方知渊轻轻喘息平复,他忍着自四肢百骸传来的的痛楚。
外伤其实只是小事。
如今,他只觉得浑身上下的经脉、丹田内都像是被塞满了千年寒冰的碎块。
阴气在他体内横冲直撞,只有少量能完美地与阳气缠绕在一处,凝练收入丹田。更多的是翻江倒海地狂化,将经脉刺得遍体鳞伤。
荒山内彻底死寂,黑色旋风席卷八方,只有成千上万双猩红眼珠骨碌碌转动。
方知渊心内明白,自己这次算是把命给压上了——他几乎把仙界五洲的阴妖引了大半过来,想必还会有高阶的阴妖主。
要是一个不小心,那可不是开玩笑的。
“桀桀——!!!”
“桀桀——桀桀——!!!”
阴妖的啸声此起彼伏,最后已经不能辨认是从那里发出来的。
煌阳神刀嗡鸣轻颤,刀面上映出天际冷光幽幽,映出一群又一群的阴妖被祸星绞杀的光景。
随着时辰推移,方知渊周身寒气越来越盛,经络隐约变成黑色浮现在皮肤下,手指甚至已经被腐蚀得不似活人皮肉。
他已经踏在被阴气反噬的边缘,可他还不肯停下来。
暮色四合时,近千阴妖已经被祸星吞噬。
夜风渐起时,方知渊开始觉得眼前模糊,外伤造就的大量失血叫他的处境更加危险。
月悬高天时,第一只阴妖主现身,半个时辰后死在祸星手下,磅礴的阴气化作巨河,轰然滚入他体内。
“呃啊……!”
方知渊喉中终于溢出第一声濒临崩溃的痛呻,脖颈的皮肤发出细小的爆裂声,焦黑蚀痕一直向上蔓延至抽搐的眼角。
太痛苦了,这实在太痛苦了……就连当年剖丹拔芯,都比不过如今的万分之一。
阴阳二气的浓缩淬炼已经不知进行到了几转,更不知何时才是尽头。
不断地有阴气涌进来,明明已经撑不下了,明明已经冷得麻木了,明明已经要痛疯了……却还要将一股又一股源源不断的阴气接纳,拖着那些冰刺般的凶物在体内运行周天。
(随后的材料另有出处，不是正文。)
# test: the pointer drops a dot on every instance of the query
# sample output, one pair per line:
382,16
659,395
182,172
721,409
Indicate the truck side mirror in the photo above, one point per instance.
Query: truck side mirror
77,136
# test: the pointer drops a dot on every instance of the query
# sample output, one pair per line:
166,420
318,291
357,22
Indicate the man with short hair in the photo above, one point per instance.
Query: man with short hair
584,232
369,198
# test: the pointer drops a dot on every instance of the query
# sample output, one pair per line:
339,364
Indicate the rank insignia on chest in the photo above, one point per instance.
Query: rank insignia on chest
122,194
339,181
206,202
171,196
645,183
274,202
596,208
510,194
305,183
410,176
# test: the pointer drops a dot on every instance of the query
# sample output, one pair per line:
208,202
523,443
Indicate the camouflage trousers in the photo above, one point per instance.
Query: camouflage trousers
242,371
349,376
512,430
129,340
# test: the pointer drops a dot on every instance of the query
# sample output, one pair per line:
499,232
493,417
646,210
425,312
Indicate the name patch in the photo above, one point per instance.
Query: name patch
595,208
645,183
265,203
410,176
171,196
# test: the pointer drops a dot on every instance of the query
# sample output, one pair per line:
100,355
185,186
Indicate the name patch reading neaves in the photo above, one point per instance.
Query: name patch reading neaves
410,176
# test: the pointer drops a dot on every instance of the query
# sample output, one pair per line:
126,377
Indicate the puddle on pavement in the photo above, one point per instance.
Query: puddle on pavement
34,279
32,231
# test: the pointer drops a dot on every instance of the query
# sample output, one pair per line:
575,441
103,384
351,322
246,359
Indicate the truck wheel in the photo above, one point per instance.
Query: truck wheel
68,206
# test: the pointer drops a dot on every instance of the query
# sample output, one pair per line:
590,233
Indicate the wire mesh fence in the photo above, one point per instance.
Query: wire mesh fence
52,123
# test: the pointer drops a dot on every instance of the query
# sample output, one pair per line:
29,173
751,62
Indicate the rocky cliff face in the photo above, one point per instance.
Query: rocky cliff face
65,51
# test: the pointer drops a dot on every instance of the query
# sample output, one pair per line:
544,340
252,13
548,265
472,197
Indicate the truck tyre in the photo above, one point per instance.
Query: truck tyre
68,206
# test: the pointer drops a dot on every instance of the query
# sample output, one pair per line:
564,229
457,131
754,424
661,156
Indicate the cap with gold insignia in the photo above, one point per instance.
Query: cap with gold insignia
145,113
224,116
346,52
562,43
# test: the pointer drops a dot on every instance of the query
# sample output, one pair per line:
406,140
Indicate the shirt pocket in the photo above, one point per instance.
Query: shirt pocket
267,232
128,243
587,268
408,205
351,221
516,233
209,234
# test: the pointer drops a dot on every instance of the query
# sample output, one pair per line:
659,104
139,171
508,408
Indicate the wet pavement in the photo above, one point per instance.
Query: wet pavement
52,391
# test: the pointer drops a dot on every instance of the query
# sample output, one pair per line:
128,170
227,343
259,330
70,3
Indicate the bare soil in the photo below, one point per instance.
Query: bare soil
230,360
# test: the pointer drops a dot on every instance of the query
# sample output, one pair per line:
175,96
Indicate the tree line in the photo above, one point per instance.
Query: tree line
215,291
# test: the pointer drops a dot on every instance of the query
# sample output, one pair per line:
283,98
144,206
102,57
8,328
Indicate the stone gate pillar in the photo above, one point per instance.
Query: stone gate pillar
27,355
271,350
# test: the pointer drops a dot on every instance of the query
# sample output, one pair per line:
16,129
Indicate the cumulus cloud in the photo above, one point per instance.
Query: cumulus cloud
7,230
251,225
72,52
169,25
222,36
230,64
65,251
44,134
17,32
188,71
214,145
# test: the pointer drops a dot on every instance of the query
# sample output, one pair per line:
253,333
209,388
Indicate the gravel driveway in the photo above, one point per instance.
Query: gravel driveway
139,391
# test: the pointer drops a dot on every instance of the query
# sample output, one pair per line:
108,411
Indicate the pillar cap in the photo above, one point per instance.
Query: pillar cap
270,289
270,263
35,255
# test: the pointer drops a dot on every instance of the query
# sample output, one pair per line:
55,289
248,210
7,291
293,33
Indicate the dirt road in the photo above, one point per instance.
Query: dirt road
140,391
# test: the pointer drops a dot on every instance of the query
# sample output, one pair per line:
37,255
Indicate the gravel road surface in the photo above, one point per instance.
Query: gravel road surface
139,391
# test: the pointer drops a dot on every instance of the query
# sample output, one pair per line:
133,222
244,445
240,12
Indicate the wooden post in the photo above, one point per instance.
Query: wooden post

“……”方知渊瞳孔涣散,大口地喘息。冷汗自鼻梁滴落下来,落在手背上。
那手背焦黑绽裂,血迹凝固,青筋暴起。骨节难耐地暴凸,他还在狠狠忍着。
然而一阵天旋地转的晕眩袭来,方知渊眼前发黑,他猛地挺身吐出一口污血,却听见自己的体内传来很清脆一声响。
——啪!!
两息后,能把人活活疼死的剧痛姗姗来迟。
方知渊这才意识到,他体内十二经络之一的少阴心经……终于承受不住过量的阴气……
它断了。
经络断裂,溢散的灵气刺激了阴妖。一时间只见黑风大作,数不尽的阴魔疯狂扑下,乃至那阴气黑云都变薄了,透出浅浅月华。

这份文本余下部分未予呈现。